Monday, August 8, 2011
What To Do When the Government Shows Up at Your Company?
The government loves to visit subjects and targets of its investigations. Why? They get access to individuals and information without counsel's presence and the ability to ask questions and learn new information.
In today's environment, every company should be prepared. Every possible occurrence should be anticipated. The government may approach executives and officers at their home for a 730 am chat, may serve a grand jury subpoena anytime during the day, may show up early in the morning with a search warrant in hand, or may be ready to hand cuff officers and make sure the press is there to see the "perp" walk. Former US Attorney Rudy Guliani was famous for conducting mass arrests in white collar suites with plenty of press to watch, film and report.
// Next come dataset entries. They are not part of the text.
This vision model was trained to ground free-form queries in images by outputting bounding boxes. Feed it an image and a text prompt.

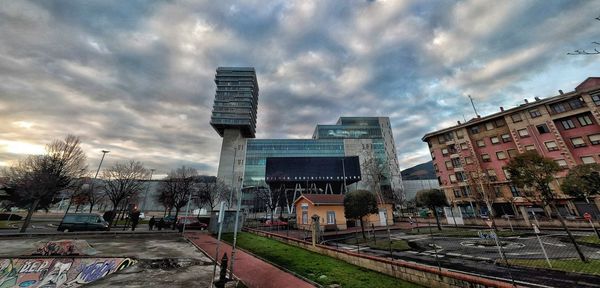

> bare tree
[104,160,150,226]
[4,135,87,233]
[159,166,198,229]
[194,177,231,211]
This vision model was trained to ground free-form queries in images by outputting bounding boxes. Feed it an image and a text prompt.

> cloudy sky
[0,0,600,175]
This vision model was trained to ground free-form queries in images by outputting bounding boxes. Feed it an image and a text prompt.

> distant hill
[400,161,437,180]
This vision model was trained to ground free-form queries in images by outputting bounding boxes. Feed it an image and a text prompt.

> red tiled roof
[296,194,344,205]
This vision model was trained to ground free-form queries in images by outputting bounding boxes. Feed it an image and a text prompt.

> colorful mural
[0,258,137,288]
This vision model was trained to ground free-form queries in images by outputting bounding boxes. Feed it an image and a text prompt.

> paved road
[328,232,600,287]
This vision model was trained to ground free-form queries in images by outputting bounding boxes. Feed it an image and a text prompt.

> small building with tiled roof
[294,194,394,230]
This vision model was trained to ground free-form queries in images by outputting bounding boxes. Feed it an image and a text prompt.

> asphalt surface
[327,231,600,287]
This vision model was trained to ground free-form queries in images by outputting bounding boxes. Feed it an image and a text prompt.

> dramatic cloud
[0,0,600,175]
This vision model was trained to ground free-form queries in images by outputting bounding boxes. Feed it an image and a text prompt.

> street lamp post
[63,150,110,218]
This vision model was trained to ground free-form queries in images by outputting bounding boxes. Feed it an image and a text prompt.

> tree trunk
[360,217,367,241]
[550,201,587,262]
[171,207,181,230]
[19,199,40,233]
[433,207,442,231]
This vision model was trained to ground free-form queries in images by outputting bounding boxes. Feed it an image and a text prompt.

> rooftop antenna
[469,95,479,118]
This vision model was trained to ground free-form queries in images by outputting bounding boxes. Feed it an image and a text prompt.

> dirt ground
[0,234,219,287]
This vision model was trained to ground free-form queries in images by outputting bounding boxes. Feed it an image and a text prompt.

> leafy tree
[3,135,87,233]
[103,160,150,226]
[560,163,600,202]
[344,190,379,240]
[415,189,448,230]
[506,151,586,262]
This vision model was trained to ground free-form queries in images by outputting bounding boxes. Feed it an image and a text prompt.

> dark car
[56,213,108,232]
[177,216,208,232]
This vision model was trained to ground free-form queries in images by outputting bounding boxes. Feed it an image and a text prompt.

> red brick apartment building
[422,77,600,217]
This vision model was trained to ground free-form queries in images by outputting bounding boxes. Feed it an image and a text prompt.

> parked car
[265,220,287,226]
[177,216,208,232]
[156,215,176,229]
[56,213,108,232]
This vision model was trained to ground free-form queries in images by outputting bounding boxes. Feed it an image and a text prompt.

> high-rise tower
[210,67,258,194]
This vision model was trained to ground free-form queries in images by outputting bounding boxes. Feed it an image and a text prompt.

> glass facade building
[210,67,258,138]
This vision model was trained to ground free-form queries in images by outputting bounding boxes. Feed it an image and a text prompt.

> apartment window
[569,98,583,109]
[448,174,456,183]
[544,141,558,151]
[496,151,506,160]
[535,124,550,134]
[454,172,467,182]
[529,109,542,118]
[452,158,462,167]
[581,156,596,164]
[592,93,600,106]
[588,134,600,145]
[481,154,492,162]
[554,159,568,168]
[571,137,586,148]
[487,169,498,182]
[327,211,335,224]
[446,161,453,169]
[502,168,510,180]
[517,129,529,137]
[560,119,575,130]
[510,185,521,197]
[577,115,594,127]
[494,186,502,198]
[550,103,567,113]
[452,189,460,198]
[510,113,523,123]
[460,186,471,197]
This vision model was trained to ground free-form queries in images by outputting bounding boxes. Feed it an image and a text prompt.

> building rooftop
[295,194,344,205]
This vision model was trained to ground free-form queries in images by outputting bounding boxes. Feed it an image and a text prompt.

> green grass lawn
[343,237,411,251]
[509,259,600,275]
[223,232,421,288]
[577,234,600,245]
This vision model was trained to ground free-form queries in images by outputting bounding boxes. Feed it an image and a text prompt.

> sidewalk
[185,233,314,288]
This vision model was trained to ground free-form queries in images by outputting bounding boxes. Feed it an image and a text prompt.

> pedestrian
[148,216,156,231]
[129,210,140,231]
[156,218,165,231]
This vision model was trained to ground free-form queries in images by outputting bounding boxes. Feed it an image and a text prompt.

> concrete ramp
[0,257,137,288]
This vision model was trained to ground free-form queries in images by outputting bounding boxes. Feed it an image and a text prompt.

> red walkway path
[185,233,314,288]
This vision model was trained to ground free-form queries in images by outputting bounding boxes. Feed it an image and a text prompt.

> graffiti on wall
[0,258,136,288]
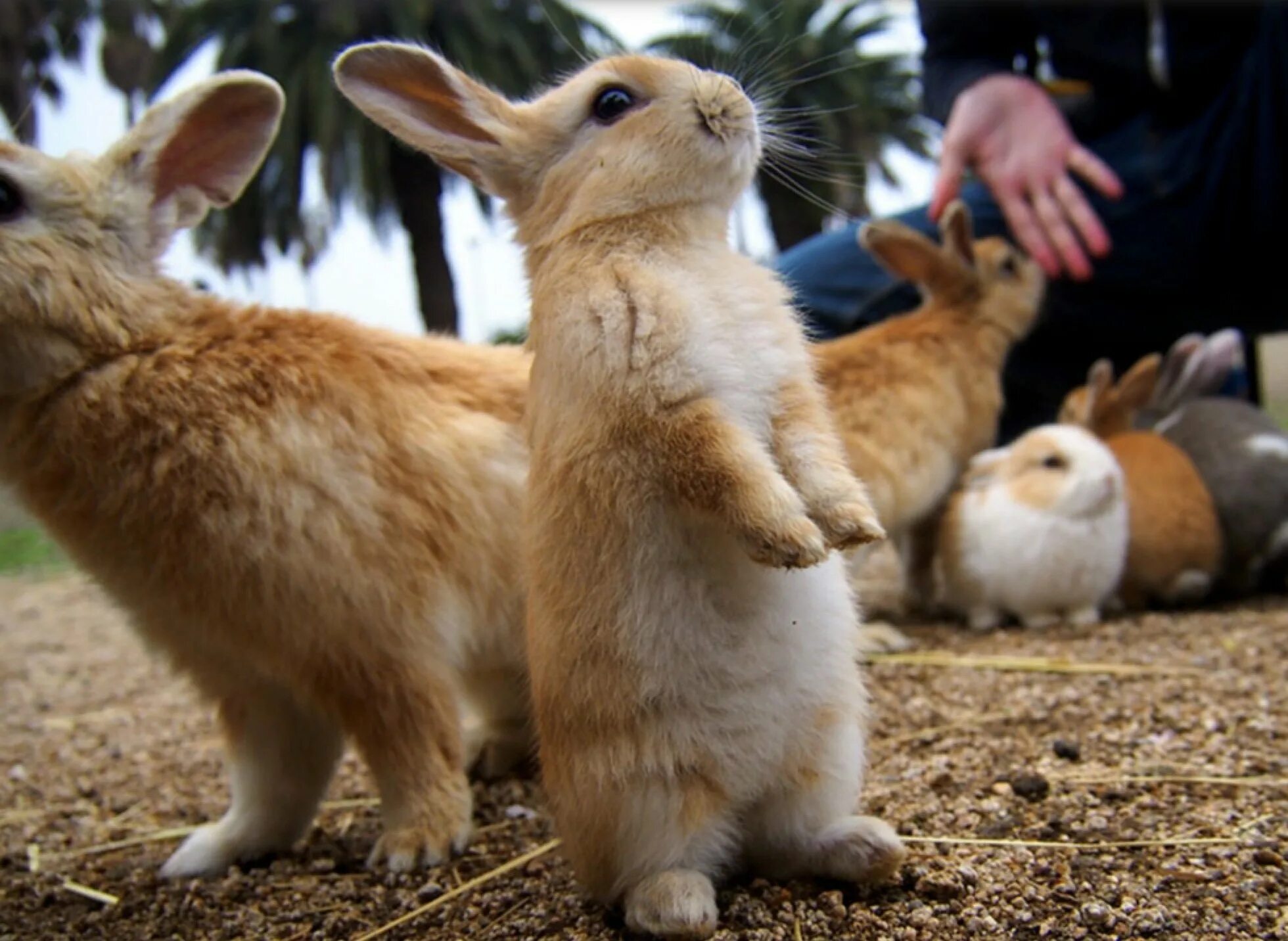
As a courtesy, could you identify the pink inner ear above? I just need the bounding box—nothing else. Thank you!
[382,75,499,144]
[346,51,499,144]
[153,85,278,204]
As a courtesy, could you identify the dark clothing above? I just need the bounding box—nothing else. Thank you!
[779,0,1288,439]
[917,0,1261,138]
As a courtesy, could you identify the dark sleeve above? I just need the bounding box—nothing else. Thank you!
[917,0,1034,122]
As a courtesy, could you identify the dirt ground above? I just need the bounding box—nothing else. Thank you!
[0,574,1288,941]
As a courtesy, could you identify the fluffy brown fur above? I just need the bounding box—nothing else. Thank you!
[336,44,903,936]
[1060,354,1221,608]
[814,202,1045,604]
[0,74,528,875]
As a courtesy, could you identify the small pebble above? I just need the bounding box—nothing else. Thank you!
[1252,847,1284,866]
[916,871,966,902]
[1078,902,1114,928]
[1051,739,1082,761]
[818,890,845,921]
[1011,772,1051,800]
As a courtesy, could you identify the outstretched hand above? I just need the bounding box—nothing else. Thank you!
[930,75,1123,281]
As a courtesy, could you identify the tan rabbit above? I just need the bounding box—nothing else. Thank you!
[1060,354,1221,609]
[0,72,528,877]
[336,44,903,936]
[814,202,1046,605]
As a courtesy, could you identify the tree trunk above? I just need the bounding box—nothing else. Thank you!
[760,173,823,251]
[389,143,457,333]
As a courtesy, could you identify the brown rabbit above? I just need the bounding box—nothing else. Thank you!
[1060,354,1221,609]
[336,44,903,936]
[0,72,528,877]
[814,201,1046,604]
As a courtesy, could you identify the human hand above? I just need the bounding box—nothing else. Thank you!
[930,75,1123,281]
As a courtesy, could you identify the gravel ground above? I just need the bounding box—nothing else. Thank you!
[0,576,1288,941]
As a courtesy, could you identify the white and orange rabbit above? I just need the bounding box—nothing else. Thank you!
[0,72,530,877]
[336,44,903,936]
[939,425,1127,630]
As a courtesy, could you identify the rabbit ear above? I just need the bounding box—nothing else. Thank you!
[1150,333,1203,413]
[1082,359,1114,427]
[333,43,524,197]
[1115,353,1163,412]
[1181,329,1243,399]
[101,71,286,258]
[939,200,975,267]
[859,219,979,296]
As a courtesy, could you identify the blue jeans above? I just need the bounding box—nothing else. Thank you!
[778,3,1288,440]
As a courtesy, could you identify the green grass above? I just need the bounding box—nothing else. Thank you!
[1266,402,1288,431]
[0,526,67,574]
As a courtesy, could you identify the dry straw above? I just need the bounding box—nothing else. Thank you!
[865,650,1207,676]
[353,839,559,941]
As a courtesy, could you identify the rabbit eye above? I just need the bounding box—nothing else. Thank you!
[591,85,635,124]
[0,176,23,223]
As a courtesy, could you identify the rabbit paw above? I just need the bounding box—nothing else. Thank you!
[859,620,916,654]
[810,499,885,549]
[625,869,720,938]
[367,817,470,873]
[161,821,282,879]
[746,515,828,569]
[819,816,908,883]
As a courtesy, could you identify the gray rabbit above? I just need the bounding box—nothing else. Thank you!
[1138,329,1288,595]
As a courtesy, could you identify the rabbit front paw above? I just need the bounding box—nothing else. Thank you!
[367,775,472,873]
[161,815,294,879]
[810,499,885,549]
[743,515,828,569]
[367,817,470,873]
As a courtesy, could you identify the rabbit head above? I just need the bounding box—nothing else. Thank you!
[965,425,1123,518]
[0,72,283,400]
[1135,329,1243,427]
[1059,353,1163,438]
[335,43,761,248]
[859,200,1046,340]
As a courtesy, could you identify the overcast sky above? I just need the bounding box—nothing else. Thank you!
[22,0,931,340]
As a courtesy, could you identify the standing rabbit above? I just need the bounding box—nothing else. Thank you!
[336,44,903,937]
[939,425,1127,630]
[814,202,1046,615]
[0,72,528,877]
[1149,329,1288,596]
[1060,354,1221,608]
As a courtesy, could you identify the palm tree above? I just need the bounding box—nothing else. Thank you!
[652,0,929,250]
[152,0,616,332]
[0,0,89,143]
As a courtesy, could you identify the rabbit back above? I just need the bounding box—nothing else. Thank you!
[1105,431,1221,607]
[0,298,527,698]
[1157,398,1288,593]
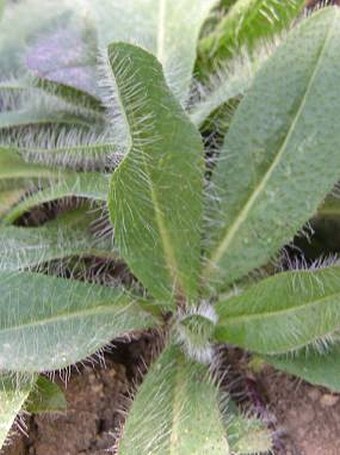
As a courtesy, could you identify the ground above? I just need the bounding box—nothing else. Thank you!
[1,343,340,455]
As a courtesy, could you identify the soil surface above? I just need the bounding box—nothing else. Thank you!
[1,339,340,455]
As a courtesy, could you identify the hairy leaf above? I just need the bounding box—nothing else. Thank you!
[265,344,340,392]
[215,266,340,354]
[204,8,340,284]
[0,373,34,450]
[118,347,229,455]
[0,147,58,191]
[84,0,217,101]
[0,209,117,271]
[198,0,305,72]
[4,172,109,223]
[109,43,203,300]
[190,43,276,127]
[26,14,101,99]
[25,376,67,414]
[0,272,154,372]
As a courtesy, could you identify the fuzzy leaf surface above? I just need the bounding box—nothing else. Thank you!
[198,0,305,75]
[108,43,203,300]
[80,0,217,101]
[118,347,229,455]
[4,172,109,223]
[0,147,58,191]
[0,272,154,372]
[204,7,340,285]
[0,209,117,271]
[215,266,340,354]
[25,376,67,414]
[265,344,340,392]
[0,374,34,450]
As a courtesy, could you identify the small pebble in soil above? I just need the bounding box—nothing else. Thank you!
[320,393,340,408]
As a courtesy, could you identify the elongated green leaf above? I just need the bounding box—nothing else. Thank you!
[118,347,229,455]
[265,344,340,392]
[204,8,340,284]
[215,266,340,354]
[0,374,34,450]
[0,209,117,271]
[109,43,203,300]
[0,147,58,191]
[4,172,109,223]
[0,109,92,129]
[198,0,305,72]
[0,272,154,371]
[34,78,104,113]
[83,0,217,101]
[25,376,67,414]
[190,43,276,127]
[318,195,340,218]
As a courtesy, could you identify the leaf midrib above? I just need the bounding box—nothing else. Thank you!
[0,301,135,336]
[204,15,336,278]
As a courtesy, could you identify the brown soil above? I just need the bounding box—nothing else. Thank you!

How do you prepare for the government's visit?
Many of these ideas seem obvious but it is surprising how many companies have no protocol in place. They just cannot believe that anything will happen to them.
Every company should:
-- Identify now all the potential persons who may need to be notified quickly in the event of a crisis.
-- For each person, identify a backup person.
-- For each person, obtain work, home and cell numbers.
-- Update the call list regularly. Keep the call list in a place where it is easily accessible 24 hours a day (and not dependent on computer access).
Within the company, the list should include: In-house Counsel; CFO/Treasurer/Senior Management; Investor Relations/Corporate Communications personnel; Security personnel; and Key HR/IT Personnel.
Outside the company, the list should include: Outside Counsel; Media Relations Consultants; Crisis Management Consultants; potentially Auditors; and IT Specialists.
If the government shows up with a search warrant in hand, the company must act quickly. The agents will not only be searching through every location where the documents may exist, but they will be conducting on-the-spot interviews of employees.
Employees need to understand how to examine a search warrant, understand the limitations and their rights under the search warrant. In case the agents want to search an area not covered under the search warrant, employees need to know how to respond to a request for consent to search. Most importantly, employees need to delay the search as much as they can so that counsel arrives on the scene. On-the-spot interviews need to be limited -- non-essential employees can be sent home and remaining employees can be advised of their rights by counsel.
Counsel and employees can seek information from the government agents; monitor the search; and learn how to preserve and protect possible privilege claims.
After the search is completed, counsel needs to conduct a post-search inventory and debriefing to gather as many clues and tips as to the nature of the federal investigation.